Da quando l’Alfa Romeo è entrata nell’orbita Fiat, ormai 28 anni fa, si è assistito a un progressivo abbandono dei motori realizzati ad hoc. Il primo segnale è stato il 2 litri turbocompresso della Fiat Croma sotto il cofano della 164, pur con opportuno potenziamento. Una scelta che nel 1988 ha “fatto storcere il naso” a molti, costringendo a realizzare il famoso 2.0 V6 Turbo, propulsore al 100% Alfa. Nel corso degli anni è terminata la produzione degli storici boxer e 4 cilindri bialbero in alluminio, rimpiazzati dai Twin Spark 16V con testata specifica progettata ad Arese, poi è toccato al V6 “Busso” cedere il passo a un analogo propulsore di origini Holden, debitamente rielaborato dai tecnici del Biscione. Motore realizzato in Australia secondo l’ex alleanza Fiat –General Motors che non ha mai convinto gli “Alfisti doc”, così come scetticismo hanno suscitato i vari 1.9 e 2.2 JTS figli anch’essi di quel “matrimonio naufragato in pochi anni”. Successivamente, una volta sciolta l’alleanza con il primo partner americano, le Alfa Romeo hanno visto l’adozione di motori Fiat tout court (1750 TBI che potete vedere in foto escluso), una scelta che ha determinato l’ eccessiva standardizzazione con gli altri Marchi del Gruppo, nel frattempo diventato Fiat Chrysler Automobiles. L’apice di questo appiattimento si è verificato con l’impiego del bicilindrico TwinAir sulla MiTo, unità eccellente senza ombra di dubbio ma che poco o nulla ha a che fare con la grandiosa storia motoristica della Casa milanese. Negli ultimi due anni, però, Sergio Marchionne ha “battuto i pugni sul tavolo” ritenendo giustamente come il rilancio (definitivo e che non ammette sbagli) dell’Alfa Romeo deve passare attraverso il recupero di due aspetti fondamentali: trazione posteriore e motori esclusivi.

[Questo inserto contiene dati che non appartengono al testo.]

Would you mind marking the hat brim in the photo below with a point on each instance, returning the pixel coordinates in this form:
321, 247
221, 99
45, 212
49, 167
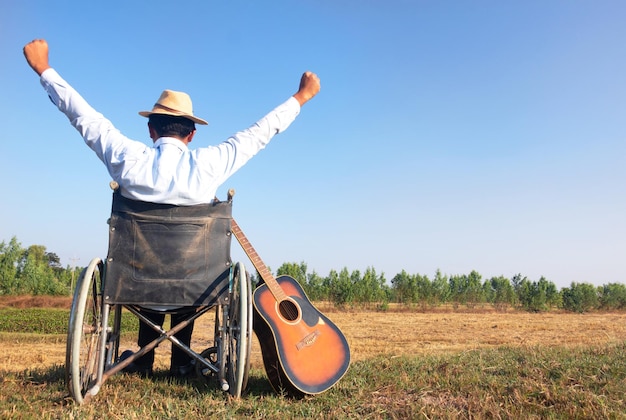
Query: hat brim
190, 117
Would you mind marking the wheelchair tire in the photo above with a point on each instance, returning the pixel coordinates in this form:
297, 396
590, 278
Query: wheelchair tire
240, 332
82, 358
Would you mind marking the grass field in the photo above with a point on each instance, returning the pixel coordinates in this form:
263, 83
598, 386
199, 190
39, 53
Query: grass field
406, 364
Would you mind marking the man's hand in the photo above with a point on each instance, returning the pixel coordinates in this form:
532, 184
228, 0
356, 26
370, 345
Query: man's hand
309, 87
36, 53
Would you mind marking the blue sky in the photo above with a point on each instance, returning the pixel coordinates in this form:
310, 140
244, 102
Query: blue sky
450, 135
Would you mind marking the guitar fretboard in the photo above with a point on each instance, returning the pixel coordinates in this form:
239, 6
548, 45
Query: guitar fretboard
260, 266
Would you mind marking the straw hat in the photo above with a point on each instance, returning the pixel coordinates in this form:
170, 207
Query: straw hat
174, 103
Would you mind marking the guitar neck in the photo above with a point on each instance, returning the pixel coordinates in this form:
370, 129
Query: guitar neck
260, 266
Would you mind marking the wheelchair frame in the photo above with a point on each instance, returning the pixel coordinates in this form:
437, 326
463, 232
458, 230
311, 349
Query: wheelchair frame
92, 353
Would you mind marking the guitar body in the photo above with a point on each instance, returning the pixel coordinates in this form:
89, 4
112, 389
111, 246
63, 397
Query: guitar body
304, 353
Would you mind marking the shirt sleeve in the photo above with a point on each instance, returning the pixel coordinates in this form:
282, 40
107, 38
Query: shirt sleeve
97, 131
223, 160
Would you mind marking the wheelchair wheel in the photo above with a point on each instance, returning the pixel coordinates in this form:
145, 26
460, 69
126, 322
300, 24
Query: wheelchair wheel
239, 332
84, 335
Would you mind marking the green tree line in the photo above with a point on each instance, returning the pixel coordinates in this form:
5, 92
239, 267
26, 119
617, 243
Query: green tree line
35, 271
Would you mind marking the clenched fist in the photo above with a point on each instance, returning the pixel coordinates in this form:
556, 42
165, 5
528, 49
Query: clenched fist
36, 53
309, 87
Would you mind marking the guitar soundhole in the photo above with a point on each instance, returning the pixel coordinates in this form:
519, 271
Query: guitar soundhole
288, 310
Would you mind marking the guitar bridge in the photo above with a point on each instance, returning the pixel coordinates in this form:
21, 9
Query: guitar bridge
308, 340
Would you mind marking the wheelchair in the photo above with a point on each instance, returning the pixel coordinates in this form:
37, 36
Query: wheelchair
169, 259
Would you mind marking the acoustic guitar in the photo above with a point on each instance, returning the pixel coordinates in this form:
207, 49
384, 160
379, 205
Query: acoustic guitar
304, 353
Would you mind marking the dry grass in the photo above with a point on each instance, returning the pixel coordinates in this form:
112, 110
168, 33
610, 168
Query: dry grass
369, 333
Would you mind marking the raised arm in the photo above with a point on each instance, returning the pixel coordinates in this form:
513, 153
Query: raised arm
36, 53
309, 87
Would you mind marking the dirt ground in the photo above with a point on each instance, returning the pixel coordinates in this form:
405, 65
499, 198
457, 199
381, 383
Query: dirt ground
370, 333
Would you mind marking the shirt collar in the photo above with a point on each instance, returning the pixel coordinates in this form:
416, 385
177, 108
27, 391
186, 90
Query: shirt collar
171, 140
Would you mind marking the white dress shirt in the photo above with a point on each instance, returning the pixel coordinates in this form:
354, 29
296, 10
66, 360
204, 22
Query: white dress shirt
167, 171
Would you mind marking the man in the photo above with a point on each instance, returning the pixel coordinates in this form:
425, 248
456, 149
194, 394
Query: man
168, 171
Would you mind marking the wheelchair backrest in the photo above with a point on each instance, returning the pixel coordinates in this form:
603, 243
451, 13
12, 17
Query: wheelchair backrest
163, 254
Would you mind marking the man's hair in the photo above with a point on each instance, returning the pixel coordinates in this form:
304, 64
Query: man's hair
168, 125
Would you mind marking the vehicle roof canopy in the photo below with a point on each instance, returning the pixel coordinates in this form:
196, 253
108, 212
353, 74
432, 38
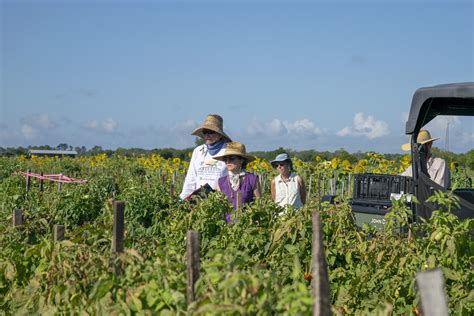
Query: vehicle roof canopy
447, 99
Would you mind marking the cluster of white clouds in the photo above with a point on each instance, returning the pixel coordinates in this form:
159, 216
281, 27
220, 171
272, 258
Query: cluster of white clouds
34, 125
108, 125
42, 128
277, 127
365, 126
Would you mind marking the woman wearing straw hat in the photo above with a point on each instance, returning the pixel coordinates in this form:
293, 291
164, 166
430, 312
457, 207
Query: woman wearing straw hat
437, 168
238, 180
287, 188
203, 168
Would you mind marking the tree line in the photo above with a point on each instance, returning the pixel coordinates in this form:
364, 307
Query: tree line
463, 159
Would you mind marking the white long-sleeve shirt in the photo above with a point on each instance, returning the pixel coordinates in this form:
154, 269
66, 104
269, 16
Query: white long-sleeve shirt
438, 171
288, 193
203, 169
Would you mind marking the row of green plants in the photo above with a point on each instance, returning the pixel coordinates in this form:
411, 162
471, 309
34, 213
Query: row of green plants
261, 264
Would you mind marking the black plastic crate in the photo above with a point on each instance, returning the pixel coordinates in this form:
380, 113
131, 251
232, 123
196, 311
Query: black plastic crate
379, 187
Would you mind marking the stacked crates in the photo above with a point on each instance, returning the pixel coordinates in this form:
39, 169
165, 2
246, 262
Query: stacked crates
371, 196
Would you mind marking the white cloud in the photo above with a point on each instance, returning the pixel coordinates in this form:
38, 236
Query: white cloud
29, 132
468, 138
365, 126
184, 127
34, 125
107, 125
277, 127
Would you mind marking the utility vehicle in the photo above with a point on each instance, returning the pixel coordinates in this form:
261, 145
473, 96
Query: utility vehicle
373, 192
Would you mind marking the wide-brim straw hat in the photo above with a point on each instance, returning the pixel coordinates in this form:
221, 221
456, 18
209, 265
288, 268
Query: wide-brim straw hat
280, 158
424, 137
235, 149
214, 123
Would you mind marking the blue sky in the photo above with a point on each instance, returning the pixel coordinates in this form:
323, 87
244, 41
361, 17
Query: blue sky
317, 75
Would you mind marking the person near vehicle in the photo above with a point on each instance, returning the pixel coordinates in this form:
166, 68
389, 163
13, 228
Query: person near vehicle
287, 188
438, 169
237, 179
203, 168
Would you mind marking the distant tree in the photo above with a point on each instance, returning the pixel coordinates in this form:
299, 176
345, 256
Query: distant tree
469, 158
95, 150
81, 151
199, 141
64, 146
344, 155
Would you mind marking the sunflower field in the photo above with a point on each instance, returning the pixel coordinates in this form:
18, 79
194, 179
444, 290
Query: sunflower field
259, 265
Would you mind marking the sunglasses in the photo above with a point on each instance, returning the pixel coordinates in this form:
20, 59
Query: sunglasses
230, 158
208, 132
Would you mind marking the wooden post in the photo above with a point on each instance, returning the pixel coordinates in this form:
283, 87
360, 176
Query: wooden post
319, 188
321, 290
193, 256
308, 199
28, 181
17, 217
431, 288
41, 183
349, 186
58, 232
239, 200
118, 229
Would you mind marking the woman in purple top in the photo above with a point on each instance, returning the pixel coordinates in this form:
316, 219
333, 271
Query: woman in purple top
238, 180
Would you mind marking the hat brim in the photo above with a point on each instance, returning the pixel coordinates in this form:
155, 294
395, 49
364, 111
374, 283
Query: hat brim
407, 146
246, 157
198, 132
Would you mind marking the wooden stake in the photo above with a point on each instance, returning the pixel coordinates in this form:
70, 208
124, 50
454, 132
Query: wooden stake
431, 288
238, 200
309, 188
118, 229
17, 217
58, 232
193, 257
28, 181
41, 183
321, 290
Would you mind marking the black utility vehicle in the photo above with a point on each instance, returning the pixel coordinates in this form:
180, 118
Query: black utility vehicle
372, 192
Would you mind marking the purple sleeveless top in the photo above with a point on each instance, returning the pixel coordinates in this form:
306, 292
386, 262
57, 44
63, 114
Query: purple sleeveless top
247, 184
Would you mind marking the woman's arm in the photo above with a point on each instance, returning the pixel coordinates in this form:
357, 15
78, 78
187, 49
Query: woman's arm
273, 189
302, 189
257, 192
190, 181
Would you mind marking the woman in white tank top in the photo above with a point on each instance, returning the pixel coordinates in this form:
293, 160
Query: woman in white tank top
288, 188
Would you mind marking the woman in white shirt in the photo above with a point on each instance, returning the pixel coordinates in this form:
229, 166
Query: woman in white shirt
203, 168
287, 188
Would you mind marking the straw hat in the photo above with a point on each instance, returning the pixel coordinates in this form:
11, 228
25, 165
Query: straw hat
214, 123
423, 137
235, 149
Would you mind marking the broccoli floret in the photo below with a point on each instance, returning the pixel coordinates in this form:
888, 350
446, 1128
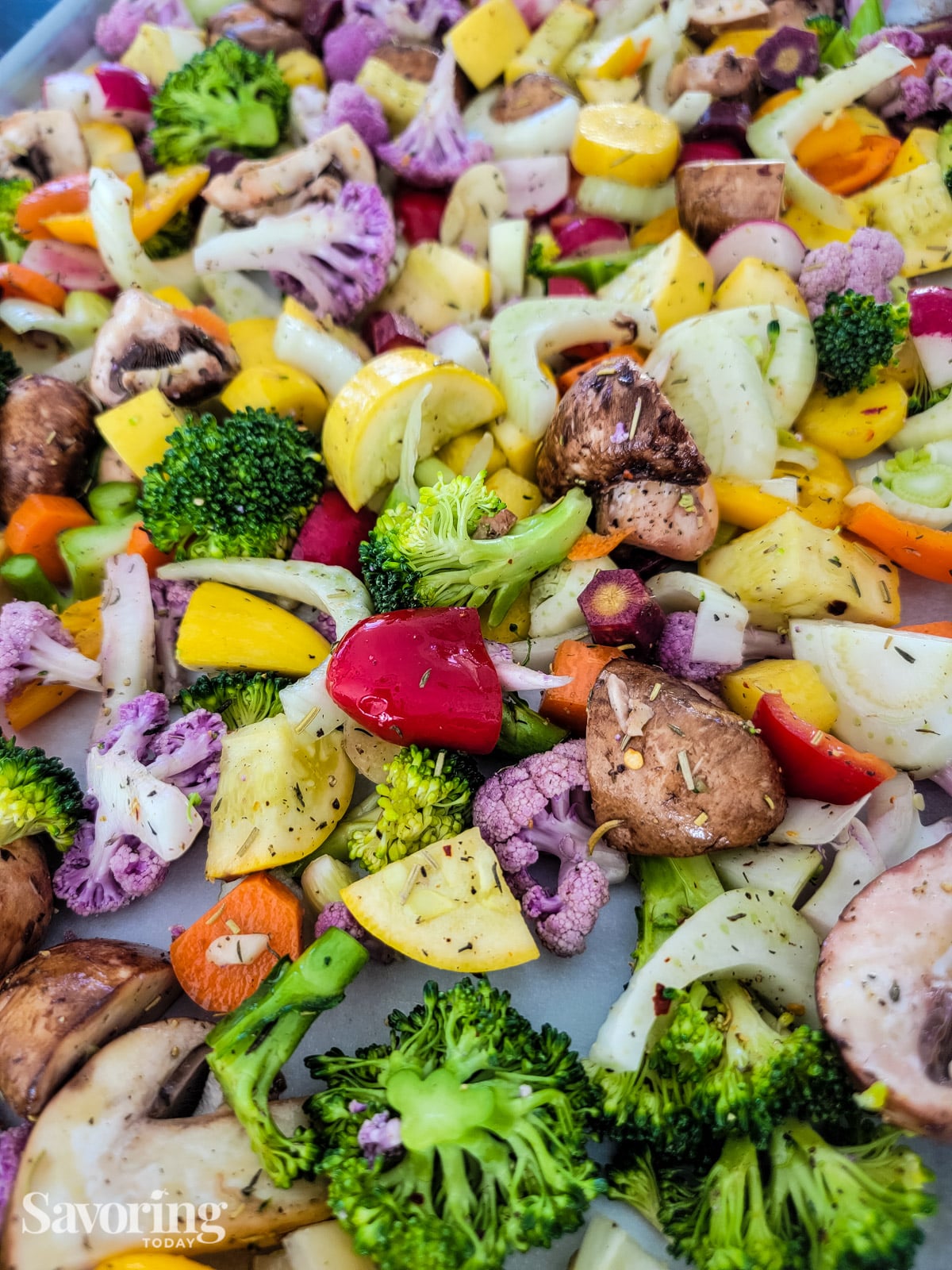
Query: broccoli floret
37, 795
228, 98
427, 556
461, 1141
253, 1043
239, 696
13, 190
854, 337
236, 488
427, 798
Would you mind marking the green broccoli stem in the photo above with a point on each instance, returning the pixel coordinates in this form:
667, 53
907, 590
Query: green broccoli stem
251, 1045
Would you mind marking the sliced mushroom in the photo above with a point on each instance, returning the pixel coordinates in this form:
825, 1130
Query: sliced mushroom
63, 1003
273, 187
148, 344
44, 144
48, 433
97, 1143
884, 987
696, 778
25, 901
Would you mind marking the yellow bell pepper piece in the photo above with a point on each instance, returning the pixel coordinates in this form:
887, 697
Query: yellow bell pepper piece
298, 67
281, 389
235, 630
165, 194
625, 143
854, 425
486, 40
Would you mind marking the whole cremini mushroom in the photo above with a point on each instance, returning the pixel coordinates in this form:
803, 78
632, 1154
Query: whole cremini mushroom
617, 436
884, 987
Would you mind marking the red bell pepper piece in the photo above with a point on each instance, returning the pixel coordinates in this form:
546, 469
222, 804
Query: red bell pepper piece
420, 677
812, 764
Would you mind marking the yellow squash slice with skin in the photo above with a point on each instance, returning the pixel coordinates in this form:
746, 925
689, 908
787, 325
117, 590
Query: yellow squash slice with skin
365, 425
447, 906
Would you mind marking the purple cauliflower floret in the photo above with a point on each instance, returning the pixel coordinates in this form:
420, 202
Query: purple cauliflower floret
340, 914
348, 46
117, 29
908, 42
543, 806
12, 1145
36, 645
435, 149
866, 264
674, 652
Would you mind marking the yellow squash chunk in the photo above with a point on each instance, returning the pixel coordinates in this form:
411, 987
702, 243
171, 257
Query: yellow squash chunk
755, 283
365, 425
522, 497
438, 287
797, 683
235, 630
854, 425
281, 389
625, 143
447, 906
486, 40
137, 429
676, 279
279, 795
790, 568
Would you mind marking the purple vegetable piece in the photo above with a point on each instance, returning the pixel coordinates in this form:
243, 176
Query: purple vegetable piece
117, 29
787, 56
543, 806
36, 645
435, 150
621, 610
674, 653
348, 46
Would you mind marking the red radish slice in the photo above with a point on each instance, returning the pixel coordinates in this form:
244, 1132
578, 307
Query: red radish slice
771, 241
74, 267
931, 328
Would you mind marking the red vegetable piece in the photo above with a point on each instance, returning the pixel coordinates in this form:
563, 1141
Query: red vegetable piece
420, 676
333, 533
812, 764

Il primo motore Alfa Romeo della nuova era è un 4 cilindri a benzina, che nel comunicato ufficiale viene preannunciato come dotato di tecnologie avanzate e potenza elevata. Stando a indiscrezioni, si tratterebbe di un 2.0 litri interamente in alluminio sovralimentato mediante un turbocompressore, con potenza variabile da 240 a 300 CV. Tale propulsore è frutto della rinata progettazione Alfa Romeo, composta da tecnici eccellenti provenienti sia dal Marchio di Arese stesso che da altre realtà anche esterne tra cui la Ferrari. Un nucleo, situato a Modena, fortemente voluto da Sergio Marchionne per ridare la giusta autonomia all’Alfa senza condizionamenti di alcun genere. Il secondo propulsore è un 6 cilindri di derivazione Ferrari, anch’esso sviluppato appositamente per il Marchio del Biscione Visconteo. E proprio la collaborazione tra queste due Case di altissimo prestigio, da un lato è uno scambio di know how ed esperienze che porterà a due motori “best in class” per potenza e tecnologie, dall’altro costituisce un omaggio al passato. E’ risaputo, infatti, che Enzo Ferrari creò la propria Scuderia utilizzando le Alfa Romeo.
Il sito di Termoli è stato scelto per l’altissima professionalità degli addetti, ma anche per altre ragioni. In primis, è ben chiaro che le Alfa Romeo devono avere motori realizzati in Italia. Conseguentemente, non essendoci più lo stabilimento di Arese e avendo quello di Pratola Serra destinato ad altre unità, tra cui l’Alfa 1750, Termoli appariva l’opzione più logica. Senza dimenticare che il V6, pur di matrice Ferrari, andrà su modelli di diffusione abbastanza ampia e a Maranello (giustamente) non si può contare sui grandi numeri di produzione. In conclusione, la prima Alfa Romeo a impiegare gli inediti motori sarà la berlina che verrà svelata il 24 giugno ad Arese, presso il riqualificato Museo Storico del Biscione Visconteo. Una vettura a trazione posteriore, con pesi ripartiti pari di 50-50 sui due assali e lo stile disegnato da Lorenzo Ramaciotti (“padre” del Duetto quarta serie, per intenderci). Non si chiamerà Giulia, ma probabilmente Milano e rappresenterà il primo tassello del rilancio. Chissà, magari tra qualche anno i tecnici della BMW torneranno a dire: “Noi? Siamo l’Alfa Romeo tedesca”.